NETLIB-HPL

AMD Zen Software Studio with Spack

Open MPI with AMD Zen Software Studio

Micro Benchmarks/Synthetic Benchmarks

Spack HPC Applications

Introduction

High-Performance Linpack (HPL) is a software package that solves a (random) dense linear system in double precision (64 bits) arithmetic on distributed-memory computers. It can thus be regarded as a portable as well as freely available implementation of the High Performance Computing Linpack benchmark.

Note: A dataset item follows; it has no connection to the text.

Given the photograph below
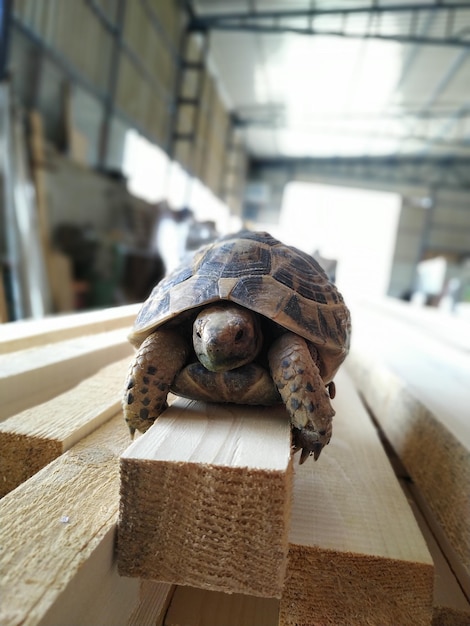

The algorithm used by HPL can be summarized by the following keywords: Two-dimensional block-cyclic data distribution - Right-looking variant of the LU factorization with row partial pivoting featuring multiple look-ahead depths - Recursive panel factorization with pivot search and column broadcast combined - Various virtual panel broadcast topologies - bandwidth reducing swap-broadcast algorithm - backward substitution with look-ahead of depth 1.

Official website for HPL: https://www.netlib.org/benchmark/hpl

Building HPL using Spack

Please refer to this link for getting started with Spack using AMD Zen Software Studio

		# Example for building HPL with AOCC and AOCL 
$ spack install hpl +openmp %aocc ^amdblis threads=openmp ^openmpi fabrics=cma,ucx

Explanation of the command options:

Symbol	Meaning
%aocc	Build HPL using the AOCC compiler
+openmp	Build HPL with OpenMP support enabled
^amdblis threads=openmp	Use amdblis as the BLAS implementation and enable OpenMP support
^openmpi fabrics=cma,ucx	Use OpenMPI as the MPI provider and use the CMA network for efficient intra-node communication, falling back to the UCX network fabric, if required. Note: It is advised to specifically set the appropriate fabric for the host system if possible. Refer to Open MPI with AMD Zen Software Studio for more guidance.

Running HPL

Recommended steps to run HPL for maximum performance on AMD systems:

Configure the system with SMT Off
Create the run_hpl_ccx.sh script. This binds the MPI process to the proper AMD processor Core Complex Die (CCD) or Core Complex (CCX) that are related to their local L3 cache memory.
Create or update the HPL.dat file based on the underlying machine architecture.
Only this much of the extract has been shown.